Leiden wir denn an Unterbevöl-kerung? Stirbt denn die Menschheit gerade aus? Aber wenn, was wäre daran schlimm? Und wenn „die Deutschen” wegen dem Sex der Homosexuellen aussterben würden, was übrigens Quatsch ist, wie deutsche Rassisten manchmal argumentieren, dann sollte man sie fragen, ob das wirklich ein Verlust wäre, wenn sie weg wären?
Wenn es tatsächlich auf das Sperma ankäme, das zum Beispiel männliche Homosexuelle nicht zum Zeugen von Kindern benutzen, dann könnten sie ja Sperma für künstliche Befruchtung zur Verfügung stellen.
Aber auch bei Heteros wird viel Sperma mit Kleenex weggewischt, in Pariser eingeknotet und überallhin verspritzt und vergossen, so dass es auf unsere Tropfen wirklich nicht ankommt.
 
Homosexualität ist ekelhaft, ich könnte keinen Menschen des gleichen Geschlechts erotisch finden.
Das bedeutet ja nur, dass diejenige den weiblichen und derjenige den männlichen Körper in erotischer Hinsicht ekelhaft findet, also auch den eigenen Körper. Solche Leute sollten uns leid tun.
Aber wie ist es bei der Selbstbefriedigung? Dort streichelt doch eine Frauenhand einen Frauenkörper beziehungsweise eine Männerhand einen Männerkörper. Ist das ekelhaft? Und im Spiegel, finden sich diese Leute dann selbst ekelhaft? Sie wollen natürlich damit sagen, dass sie uns als ekelhaft empfinden. „Die könntest du mir nackt auf den Bauch binden”, hörten wir z. B. eine lesbenfeindliche Frau sagen. Da wollten wir sie aber beruhigen.
Keine Frau von uns war an ihr interessiert, denn so toll sah sie auch nicht aus, und was ihren Charakter betrifft, ganz zu schweigen. Als wir ihr das sagten, hat ihr das dann auch nicht gefallen.
 
Homosexualität ist Sünde, denn Sexualität ist nur in der Ehe und zwischen Mann und Frau keine Sünde.
Wir würden mit unserer Sexualität sündigen? Gegen diese Beleidigung müssen wir uns verwahren. Diese anmaßende Verurteilung steht niemanden zu. „Richtet nicht, auf dass ihr nicht gerichtet werdet”.
Wer an solche Dinge glaubt, mag nach seinen Richtlinien leben, aber uns nicht damit beleidigen oder angreifen. Da sollten wir keinen Spaß verstehen, sondern diese Aussage derart übel nehmen, dass der oder die andere versteht, wie unverschämt er/sie ist.
 
Homosexuelle werden diskriminiert, deshalb sollten möglichst wenig Menschen homosexuell werden.
Das ist ein besonders blödes Argument.
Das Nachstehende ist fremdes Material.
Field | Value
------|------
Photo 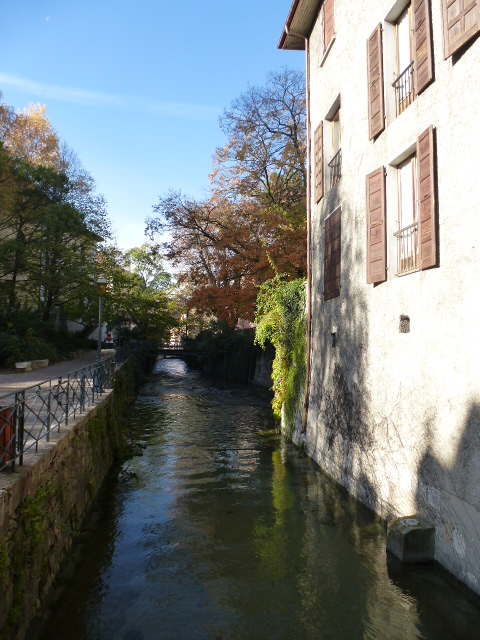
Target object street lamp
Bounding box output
[96,275,107,365]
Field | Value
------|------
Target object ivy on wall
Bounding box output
[255,274,307,438]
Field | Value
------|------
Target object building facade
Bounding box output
[279,0,480,593]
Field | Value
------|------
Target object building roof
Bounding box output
[278,0,322,51]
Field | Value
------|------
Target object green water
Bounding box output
[35,360,480,640]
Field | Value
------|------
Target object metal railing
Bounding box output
[393,222,418,276]
[0,352,114,471]
[328,149,342,189]
[392,61,415,116]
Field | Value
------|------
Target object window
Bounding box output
[367,24,385,140]
[323,0,335,53]
[367,0,436,134]
[442,0,480,59]
[323,207,342,300]
[313,122,324,204]
[394,155,419,276]
[366,127,437,284]
[328,108,342,189]
[366,167,387,284]
[393,4,414,116]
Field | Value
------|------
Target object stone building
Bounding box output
[279,0,480,593]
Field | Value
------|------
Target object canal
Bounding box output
[39,360,480,640]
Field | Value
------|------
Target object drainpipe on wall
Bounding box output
[285,25,312,433]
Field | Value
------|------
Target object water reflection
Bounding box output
[36,360,480,640]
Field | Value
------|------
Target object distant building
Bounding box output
[279,0,480,593]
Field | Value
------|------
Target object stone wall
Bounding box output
[288,0,480,593]
[0,361,136,640]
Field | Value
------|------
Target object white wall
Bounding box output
[295,0,480,593]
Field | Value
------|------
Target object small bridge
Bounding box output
[158,346,203,358]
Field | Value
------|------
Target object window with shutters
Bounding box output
[328,107,342,189]
[323,0,335,53]
[323,207,342,300]
[442,0,480,59]
[313,122,324,204]
[376,0,434,130]
[320,0,335,66]
[392,4,415,115]
[394,155,419,276]
[394,127,437,276]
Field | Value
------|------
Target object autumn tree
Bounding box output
[99,243,177,342]
[147,69,306,324]
[0,95,111,321]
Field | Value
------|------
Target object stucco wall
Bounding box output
[295,0,480,593]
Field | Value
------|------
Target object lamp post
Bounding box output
[96,275,107,365]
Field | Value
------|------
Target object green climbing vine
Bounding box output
[255,273,307,438]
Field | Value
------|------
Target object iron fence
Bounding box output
[328,149,342,189]
[392,61,415,116]
[393,222,418,276]
[0,358,114,471]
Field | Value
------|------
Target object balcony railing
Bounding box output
[328,149,342,189]
[393,222,419,276]
[392,61,415,116]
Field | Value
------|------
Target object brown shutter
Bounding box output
[442,0,480,59]
[367,24,385,140]
[417,126,437,269]
[367,167,387,284]
[412,0,433,95]
[323,0,335,51]
[323,207,342,300]
[313,122,323,204]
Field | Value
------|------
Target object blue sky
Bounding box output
[0,0,305,248]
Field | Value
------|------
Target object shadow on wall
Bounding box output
[307,182,379,511]
[416,403,480,594]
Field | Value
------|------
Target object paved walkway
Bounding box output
[0,351,97,397]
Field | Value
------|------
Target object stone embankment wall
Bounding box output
[0,361,138,640]
[187,331,275,388]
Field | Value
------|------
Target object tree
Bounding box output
[211,68,307,218]
[0,104,60,169]
[99,243,177,342]
[0,95,112,321]
[147,69,306,325]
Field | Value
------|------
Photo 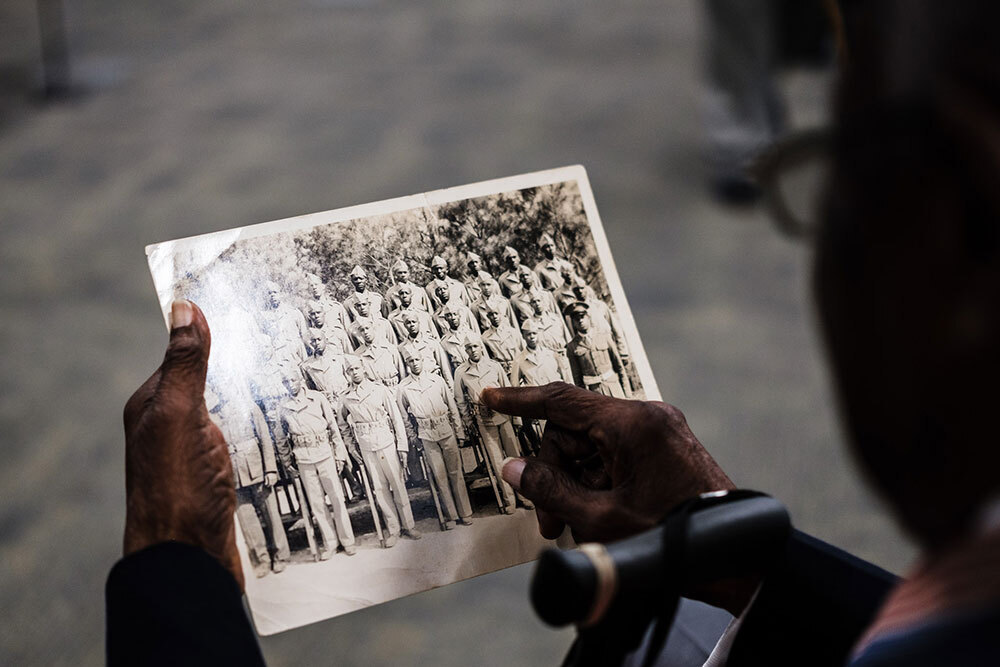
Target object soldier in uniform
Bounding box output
[351,301,399,348]
[354,319,406,387]
[465,252,500,303]
[344,266,382,320]
[567,302,631,398]
[382,259,431,318]
[483,305,524,377]
[307,273,351,331]
[302,329,362,500]
[535,234,576,292]
[306,300,354,354]
[205,388,291,577]
[500,246,538,299]
[389,285,440,341]
[261,280,309,364]
[455,335,534,514]
[396,343,472,530]
[281,375,356,560]
[510,266,559,322]
[472,272,517,331]
[427,255,470,309]
[340,355,420,548]
[434,284,479,336]
[440,303,479,374]
[399,310,452,389]
[522,293,573,384]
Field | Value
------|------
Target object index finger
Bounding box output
[480,382,621,431]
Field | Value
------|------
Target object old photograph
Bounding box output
[147,167,658,635]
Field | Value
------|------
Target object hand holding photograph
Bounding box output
[147,166,659,635]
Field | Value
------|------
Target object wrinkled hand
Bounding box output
[482,382,735,542]
[124,301,243,589]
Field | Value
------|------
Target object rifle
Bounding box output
[419,449,445,530]
[292,477,319,561]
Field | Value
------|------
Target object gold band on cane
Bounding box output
[580,542,618,628]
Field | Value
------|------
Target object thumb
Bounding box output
[501,458,607,539]
[159,299,212,402]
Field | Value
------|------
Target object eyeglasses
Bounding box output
[746,128,831,240]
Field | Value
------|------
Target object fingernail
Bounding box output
[500,456,525,491]
[170,299,194,331]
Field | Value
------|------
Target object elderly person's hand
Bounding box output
[118,301,243,588]
[482,382,735,542]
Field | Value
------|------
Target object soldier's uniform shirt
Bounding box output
[281,388,354,550]
[396,372,472,521]
[455,357,521,507]
[389,306,441,342]
[483,321,524,376]
[309,320,354,354]
[535,257,576,292]
[567,331,627,398]
[382,281,431,317]
[499,264,538,299]
[425,276,471,310]
[340,380,414,535]
[351,315,396,349]
[510,345,572,387]
[465,275,500,303]
[344,289,383,320]
[209,401,290,564]
[472,294,517,331]
[302,351,351,407]
[260,304,309,363]
[399,336,454,389]
[441,327,479,373]
[357,343,406,387]
[510,287,559,322]
[434,301,480,336]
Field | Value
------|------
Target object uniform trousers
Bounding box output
[479,420,521,507]
[361,446,415,535]
[299,456,354,549]
[236,482,289,563]
[421,435,472,521]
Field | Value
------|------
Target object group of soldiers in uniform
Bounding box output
[207,234,632,576]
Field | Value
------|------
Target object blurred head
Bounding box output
[814,0,1000,549]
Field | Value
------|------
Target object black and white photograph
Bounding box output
[147,167,658,635]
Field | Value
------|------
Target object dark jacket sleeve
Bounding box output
[105,542,264,667]
[727,531,897,667]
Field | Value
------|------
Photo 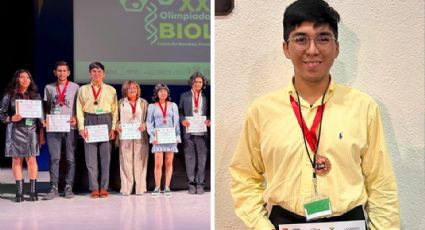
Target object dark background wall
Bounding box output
[0,0,210,190]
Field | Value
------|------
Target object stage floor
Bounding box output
[0,168,211,230]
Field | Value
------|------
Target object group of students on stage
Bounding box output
[0,61,210,202]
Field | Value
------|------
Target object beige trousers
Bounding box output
[120,140,149,195]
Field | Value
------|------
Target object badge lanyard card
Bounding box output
[290,86,332,221]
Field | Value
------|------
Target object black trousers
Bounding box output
[269,205,367,229]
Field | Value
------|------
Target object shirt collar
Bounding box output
[285,76,336,103]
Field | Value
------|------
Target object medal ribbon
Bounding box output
[128,101,137,115]
[158,102,168,121]
[91,85,102,101]
[192,90,201,109]
[289,96,325,153]
[56,80,69,105]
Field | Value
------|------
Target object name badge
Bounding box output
[304,197,332,221]
[52,106,62,115]
[95,107,103,114]
[25,118,33,126]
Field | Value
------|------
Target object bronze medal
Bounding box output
[315,155,331,176]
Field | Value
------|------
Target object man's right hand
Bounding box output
[80,130,89,140]
[182,120,190,127]
[10,114,22,122]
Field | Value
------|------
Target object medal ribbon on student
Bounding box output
[192,90,201,113]
[290,94,331,176]
[91,85,102,105]
[56,80,69,106]
[290,96,325,152]
[158,102,168,124]
[128,101,137,118]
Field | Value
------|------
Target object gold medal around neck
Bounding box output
[315,155,332,176]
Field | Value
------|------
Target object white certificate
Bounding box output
[155,128,177,144]
[120,123,142,140]
[279,220,366,230]
[15,100,43,118]
[186,116,207,133]
[86,125,109,143]
[46,114,71,132]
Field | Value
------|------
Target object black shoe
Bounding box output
[43,185,59,200]
[65,184,74,198]
[15,179,24,202]
[188,184,196,194]
[30,179,38,201]
[196,185,205,194]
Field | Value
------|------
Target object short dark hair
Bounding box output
[55,61,69,70]
[188,72,208,89]
[152,83,171,102]
[89,61,105,71]
[283,0,341,42]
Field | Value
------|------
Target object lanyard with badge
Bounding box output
[51,80,69,115]
[192,90,201,116]
[290,83,332,221]
[19,92,34,126]
[91,85,103,114]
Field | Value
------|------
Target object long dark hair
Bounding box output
[5,69,38,99]
[152,83,171,102]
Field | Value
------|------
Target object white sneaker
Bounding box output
[151,187,160,196]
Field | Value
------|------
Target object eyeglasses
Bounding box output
[288,34,336,50]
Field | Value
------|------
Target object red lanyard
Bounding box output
[56,80,68,105]
[91,85,102,102]
[192,90,201,109]
[289,93,325,153]
[158,102,167,121]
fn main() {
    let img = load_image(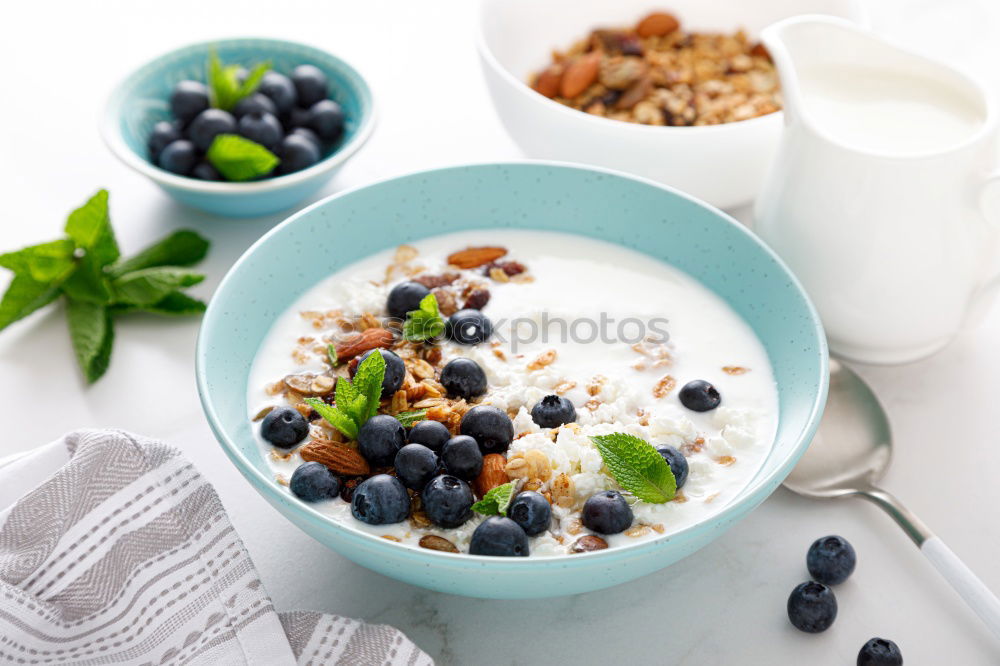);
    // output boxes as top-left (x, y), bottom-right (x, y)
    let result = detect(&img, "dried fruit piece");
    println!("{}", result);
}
top-left (299, 439), bottom-right (371, 476)
top-left (448, 247), bottom-right (507, 269)
top-left (420, 534), bottom-right (458, 553)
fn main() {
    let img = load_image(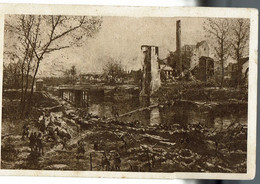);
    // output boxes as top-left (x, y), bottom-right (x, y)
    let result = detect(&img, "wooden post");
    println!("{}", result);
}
top-left (89, 153), bottom-right (92, 171)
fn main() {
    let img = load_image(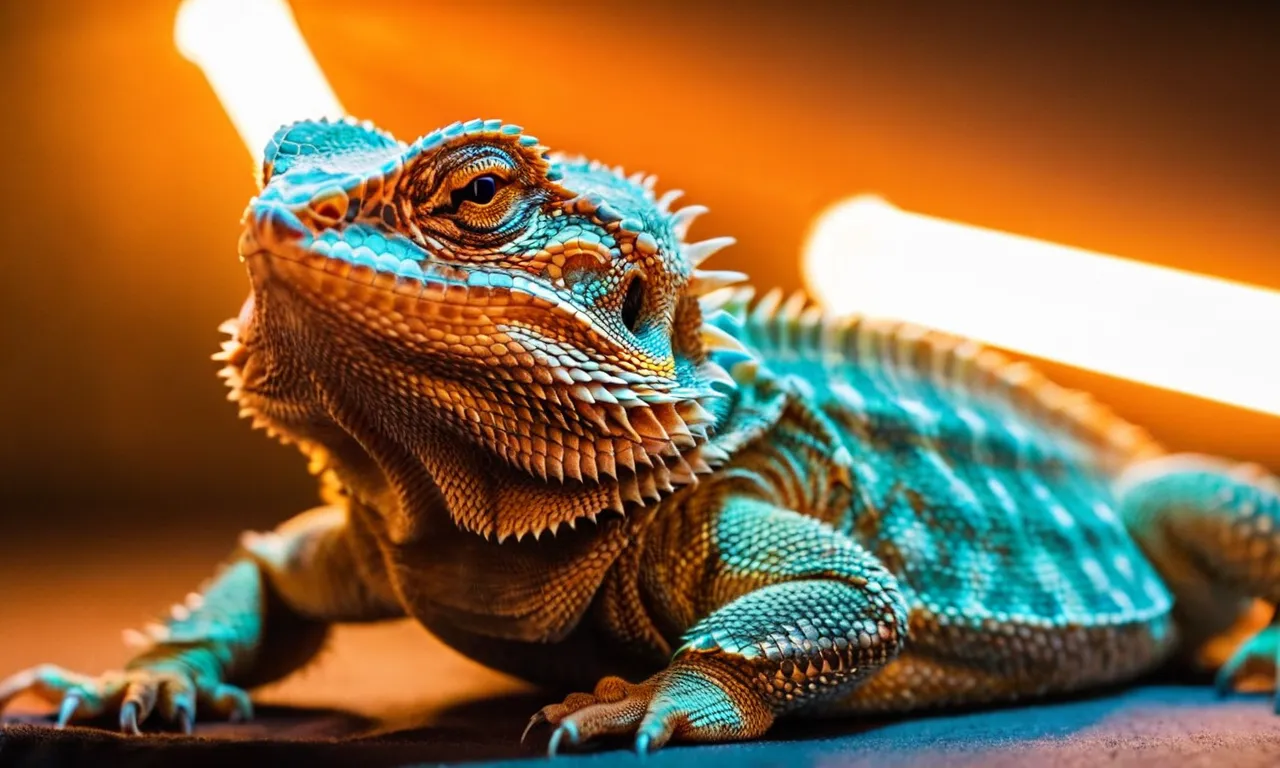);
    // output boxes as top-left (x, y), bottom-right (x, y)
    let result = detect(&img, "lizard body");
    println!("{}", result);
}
top-left (0, 120), bottom-right (1280, 751)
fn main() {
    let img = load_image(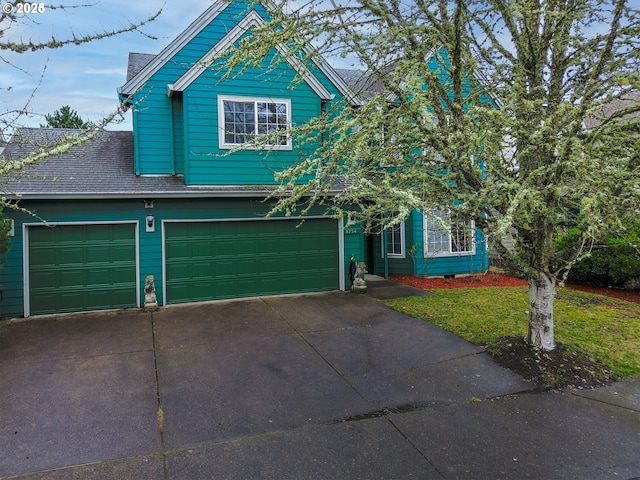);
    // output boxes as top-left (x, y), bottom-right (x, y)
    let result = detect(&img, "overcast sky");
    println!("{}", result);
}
top-left (0, 0), bottom-right (220, 130)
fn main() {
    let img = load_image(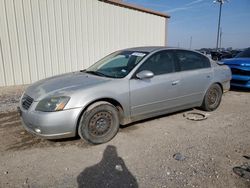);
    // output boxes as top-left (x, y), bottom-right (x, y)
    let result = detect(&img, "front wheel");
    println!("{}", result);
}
top-left (201, 84), bottom-right (222, 111)
top-left (78, 102), bottom-right (119, 144)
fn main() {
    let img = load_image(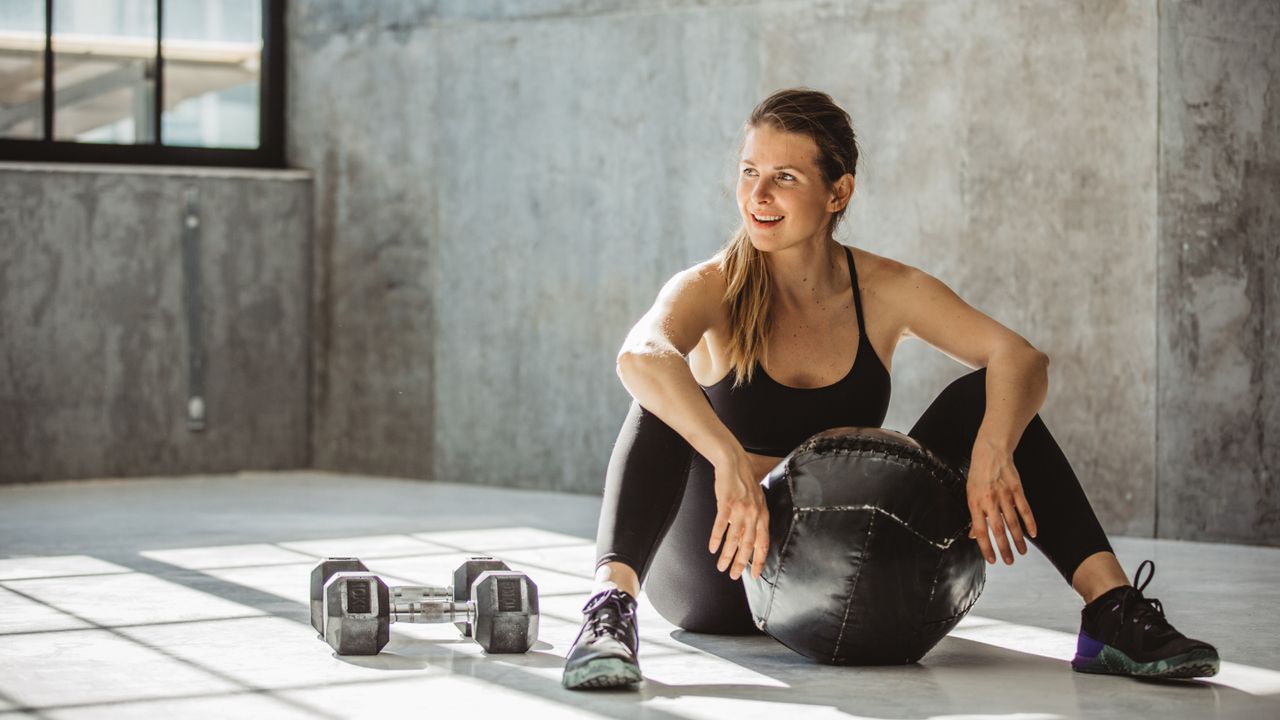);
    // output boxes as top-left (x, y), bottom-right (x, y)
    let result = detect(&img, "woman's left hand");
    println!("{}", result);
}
top-left (965, 438), bottom-right (1036, 565)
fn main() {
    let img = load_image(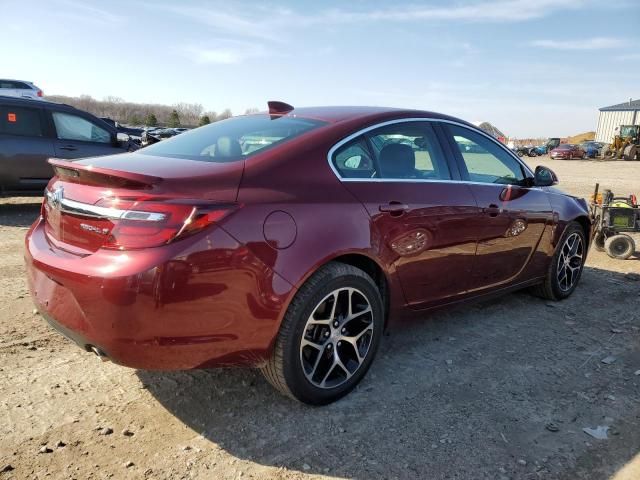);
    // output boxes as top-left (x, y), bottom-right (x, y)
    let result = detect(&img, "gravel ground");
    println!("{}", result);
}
top-left (0, 158), bottom-right (640, 480)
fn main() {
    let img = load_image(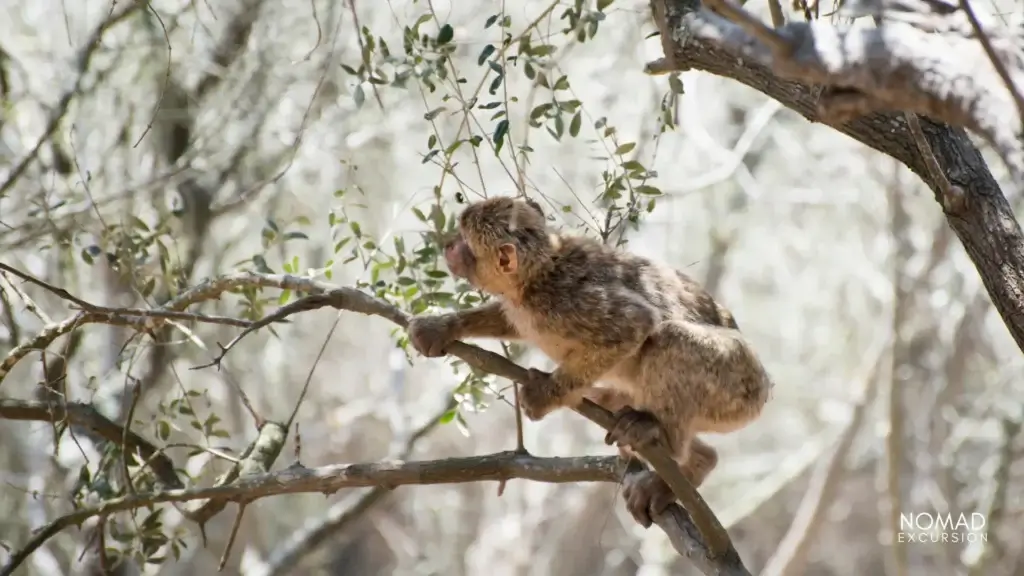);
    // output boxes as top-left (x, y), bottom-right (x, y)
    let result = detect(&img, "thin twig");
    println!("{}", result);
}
top-left (0, 452), bottom-right (622, 576)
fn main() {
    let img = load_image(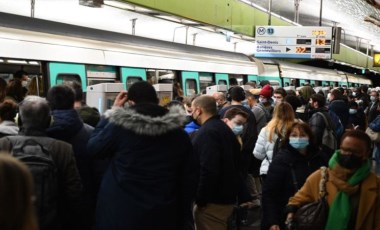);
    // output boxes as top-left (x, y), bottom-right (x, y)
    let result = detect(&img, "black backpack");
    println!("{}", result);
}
top-left (6, 136), bottom-right (58, 229)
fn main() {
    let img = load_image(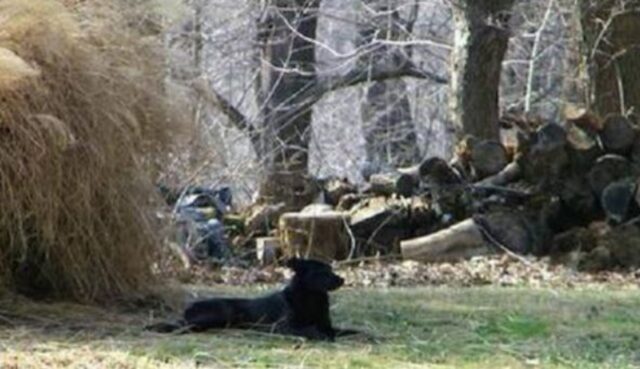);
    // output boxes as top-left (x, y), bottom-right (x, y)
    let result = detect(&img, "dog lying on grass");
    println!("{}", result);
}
top-left (147, 258), bottom-right (359, 341)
Da könnte man auch sagen, wenn dunkelhäutige Menschen diskriminiert werden, muss man dafür sorgen, dass sie keine Kinder mehr bekommen. Übel sind die heuchlerischen Diskriminierer, die nicht mal dazu stehen können, dass sie uns weghaben wollen. Und wir sollen auch noch einsehen, dass wir weg gehören. Wer so redet, sollte mit dem Diskriminieren endlich aufhören, dann gehts uns einfach besser.
 
Homosexuelle können keine normale Freundschaften haben, weil es ihnen immer um Sex geht.
Was ist schon eine „normale” Freundschaft unter Frauen? Etwa, wenn sie die Beziehungen durchhecheln, über Verwandte und Kinder reden und sich über ihre Freunde, Männer und Liebhaber beklagen?
Ist es da nicht besser, wenn wir unser Freundinnen in die Arme nehmen können und einfach küssen? Dann ist der Mund mit anderem beschäftigt. Und das Tratschen, das machen wir Lesben nun auch mit schwulen Männern.
Und was ist eine normale Männer-freundschaft? Über Fußball, Autos und Frauen reden, sich gegenseitig die Schultern blau klopfen, zusammen besoffen pissen gehen und sich gegenseitig mit den Zigaretten Löcher in die Klamotten brennen? Über unsere Männer tratschen, das machen wir dann mit Frauen.
 
Homosexuelle haben unästhetische und ekelhafte Sexualpraktiken. Schwule Männer machen mit ihrem schmutzigen Sex andere Männer zu ihren Frauen, und lesbische Frauen kommen doch ohne Schwanz nicht aus.
Also, da könnten wir viele boshafte Sätze finden, mit denen heterosexuelle Praktiken besonders ekelhaft dargestellt würden. Das muss aber nicht unser Stil sein.
Dass Frauen ohne Schwanz nicht auskommen würden, ist der fromme Wunsch gieriger heterosexueller Männer. Natürlich ist u.a. auch etwas Längliches wie Zunge, Finger oder etwas aus Gemüse oder Plastik bei einigen Praktiken ganz praktisch.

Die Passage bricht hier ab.